When men are buying activewear, though, I’m not sure they’re really scared of the existing brands. There’s nothing very innovative about the four pillars — form, fit, function and style — that the collection is being built around. And it’s not really clear how this collection will differ from FL2, the menswear line Fabletics launched five years ago with Hudson’s less-famous brother, Oliver.
There also wasn’t a lot of detail about “The Crew” told Fabletics men really want out of activewear, besides affordability. Instead, when I visited the website I was reminded of what most guys hate when they shop for activewear: not being able to easily find what they’re looking for, or, even worse, having to wait.
I’m not sure how, if this is a new collection, the first “drop” sold out. I guess I could come back in six days to see it, but I probably won’t. And if there’s a way to join “The Crew” (other than signing up to pay for a monthly subscription service) I didn’t see it.
“Every man is going to want to put our ‘F’ on his chest,” Hart said towards the end of the press release. “Because it’s going to stand for the best damn activewear – period. But that ‘F’ will also stand for something bigger. That ‘F’ says that someone has got your back.”
What would having our backs mean, exactly?

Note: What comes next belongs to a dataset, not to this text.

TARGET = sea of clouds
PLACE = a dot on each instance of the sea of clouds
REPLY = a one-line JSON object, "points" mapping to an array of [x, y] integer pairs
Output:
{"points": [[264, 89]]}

I’d suggest what I want — and what I think most men want out of activewear — is something versatile enough to be used both at the gym, on the street or while working (for extended periods) from home. For clothes that make us look more active than we really are. For less visible logos and more easy-to-wash and longer-lasting garments.
What we want from activewear, in other words, are the same elements that represent the best in all fashion — another big “F” that’s instantly recognizable, whether it’s emblazoned on your chest or not.